3. There is no such thing as free content

Running a neighborhood website where ordinary citizens produce content sounds tempting, right? You just gently advise the amateurs and wait for the stories to come in. Wrong. Read J-Lab report New Voices: What Works and learn how much work it requires to keep the contributors active. Less than 1 in 10 of those you train will stick around to be regular contributors.

4. Follow the data

When your resources are scarce, it is good to know where to concentrate to attract readers. Web analytics, such as Google Analytics, help in this case. Founder Susan Mernit from Oakland Local said that they thought people would read normal feature-like news stories. It turned out that the really simple stories about a new coffee shop or the heavy, investigative pieces were the most read. So they stopped doing features.
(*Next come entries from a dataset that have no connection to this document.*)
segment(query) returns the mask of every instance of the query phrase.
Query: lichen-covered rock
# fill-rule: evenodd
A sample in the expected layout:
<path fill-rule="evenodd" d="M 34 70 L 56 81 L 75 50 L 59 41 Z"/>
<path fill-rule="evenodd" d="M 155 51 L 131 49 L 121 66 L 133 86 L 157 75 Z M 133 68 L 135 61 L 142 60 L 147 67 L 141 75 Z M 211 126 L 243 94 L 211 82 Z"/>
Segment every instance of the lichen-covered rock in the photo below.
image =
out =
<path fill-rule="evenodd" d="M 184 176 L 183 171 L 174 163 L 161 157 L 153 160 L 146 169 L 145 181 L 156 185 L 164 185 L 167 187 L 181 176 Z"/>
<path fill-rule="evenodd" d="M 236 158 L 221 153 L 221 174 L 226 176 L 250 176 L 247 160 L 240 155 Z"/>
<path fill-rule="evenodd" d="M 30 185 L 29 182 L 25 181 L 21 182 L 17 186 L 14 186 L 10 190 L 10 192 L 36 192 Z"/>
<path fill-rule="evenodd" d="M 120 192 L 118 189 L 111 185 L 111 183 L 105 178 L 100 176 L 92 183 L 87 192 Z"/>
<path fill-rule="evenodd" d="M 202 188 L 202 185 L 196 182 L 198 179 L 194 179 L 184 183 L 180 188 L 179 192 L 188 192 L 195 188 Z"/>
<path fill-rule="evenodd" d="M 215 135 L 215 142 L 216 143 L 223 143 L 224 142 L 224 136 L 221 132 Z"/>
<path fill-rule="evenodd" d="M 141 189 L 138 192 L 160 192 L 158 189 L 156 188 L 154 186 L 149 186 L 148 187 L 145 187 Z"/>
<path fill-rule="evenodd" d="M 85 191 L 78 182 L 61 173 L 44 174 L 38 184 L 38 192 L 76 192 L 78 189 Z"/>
5. Focus on money from day one

Michele McLellan, Knight Digital Media Center consultant, leadership blogger, said her research at Reynolds Journalism Institute as a fellow last year showed that those who think about revenue at the beginning usually succeed, even if the business model changes. Mike Orren, Pegasusnews.com publisher, reminded that advertisers don’t care how big you are if they don’t know you. It takes a long time to build a brand in advertising community and it matters, because ad buying decisions are not made rationally. If you have a three-year grant for your startup, you can’t focus on content the first two years and hope you figure out the money part in the third and last year.
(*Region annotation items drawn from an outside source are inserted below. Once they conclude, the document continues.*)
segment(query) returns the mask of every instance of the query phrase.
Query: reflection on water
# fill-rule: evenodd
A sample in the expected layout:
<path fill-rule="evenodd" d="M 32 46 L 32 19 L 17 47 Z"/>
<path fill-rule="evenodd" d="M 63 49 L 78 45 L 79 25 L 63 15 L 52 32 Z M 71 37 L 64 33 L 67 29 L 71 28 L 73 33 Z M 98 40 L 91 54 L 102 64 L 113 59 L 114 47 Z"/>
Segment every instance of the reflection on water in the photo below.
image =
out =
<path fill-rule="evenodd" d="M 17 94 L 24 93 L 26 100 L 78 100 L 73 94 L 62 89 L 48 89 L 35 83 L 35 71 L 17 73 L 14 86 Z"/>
6. Advertisers are buying your audience, not funding your stories

COO Ben Ilfeld from Sacramento Press reminded the future startups that you are not selling words or publication to the advertisers but the idea of being at the center of the community. That’s why you have to be everywhere in social media and get rid of the idea that your site is a publication. It’s only one way to reach and interact with your community/customers. Evan Smith, the Texas Tribune Editor-in-Chief, went even further, saying destination websites are dead.

7. Grants don’t come for free

Foundations are lot like other VC’s: they expect return on their investment. If they have a mission, make sure your mission matches it. Jim Cutie, COO of CT Mirror, explained that foundations are very much like any other investors: they expect you to have a strong business model, partnerships, management team and board from day one. And some expect you to be self-sustainable in three to five years.
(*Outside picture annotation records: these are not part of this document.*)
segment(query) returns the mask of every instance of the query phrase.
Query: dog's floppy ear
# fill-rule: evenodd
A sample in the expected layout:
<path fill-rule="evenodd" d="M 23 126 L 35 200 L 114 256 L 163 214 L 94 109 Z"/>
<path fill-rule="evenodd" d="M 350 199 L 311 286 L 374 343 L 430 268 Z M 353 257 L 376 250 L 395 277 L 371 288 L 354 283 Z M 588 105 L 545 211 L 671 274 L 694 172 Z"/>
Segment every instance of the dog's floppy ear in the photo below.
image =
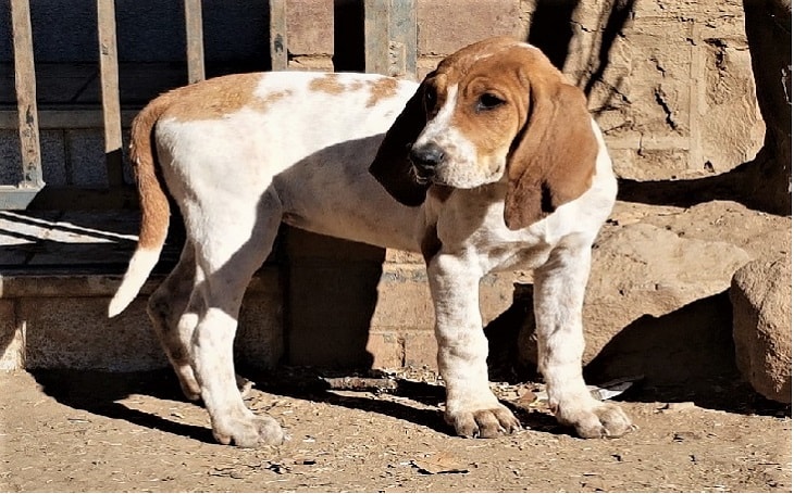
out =
<path fill-rule="evenodd" d="M 505 224 L 538 221 L 591 186 L 598 155 L 584 93 L 559 79 L 530 80 L 526 124 L 508 159 Z"/>
<path fill-rule="evenodd" d="M 370 173 L 397 201 L 407 206 L 424 202 L 430 183 L 419 183 L 413 173 L 408 152 L 426 124 L 422 98 L 424 85 L 408 100 L 402 113 L 386 132 Z"/>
8. Focus on multiple revenue models

Seeing the different journalism startup presentations at ONA10 made one thing very clear: being sustainable requires much more than selling ads. You can get some funding through crowd-funding platforms, such as Spot.us or through ad networks, like Sloan. DavidsonNews.net offers Design Services, Texas Tribune makes money on events. Steve Buttry, TBD.com Director of Community Engagement, has made a good list of revenue streams.

9. Technology should be fast and cheap

Mike Orren from Pegasus News nailed the platform discussion: If platform isn’t what you sell, don’t waste your time on building one. Use WordPress or Drupal. Let nerds take care of the code.

10. Stop whining and just do it

Rafat Ali, the paidContent.org founder, said journalists spend too much time talking about the 50 different available business models or complaining about the lack of micropayments instead of doing stuff. And the lack of big media access can be a blessing: Georgetown didn’t like the way sports blog Casual Hoya wrote about the team and got their press passes revoked. Blogger Andrew Geiger said that it was the best thing that could have happened. Now they don’t have to worry about pleasing anyone and the casualhoyas can write whatever they want – and readers like that.

Pekka Pekkala researches sustainable business models at USC Annenberg, is a partner at Fugu Media> and a technology columnist. He used to be the head of development at Helsingin Sanomat, the largest Finnish newspaper.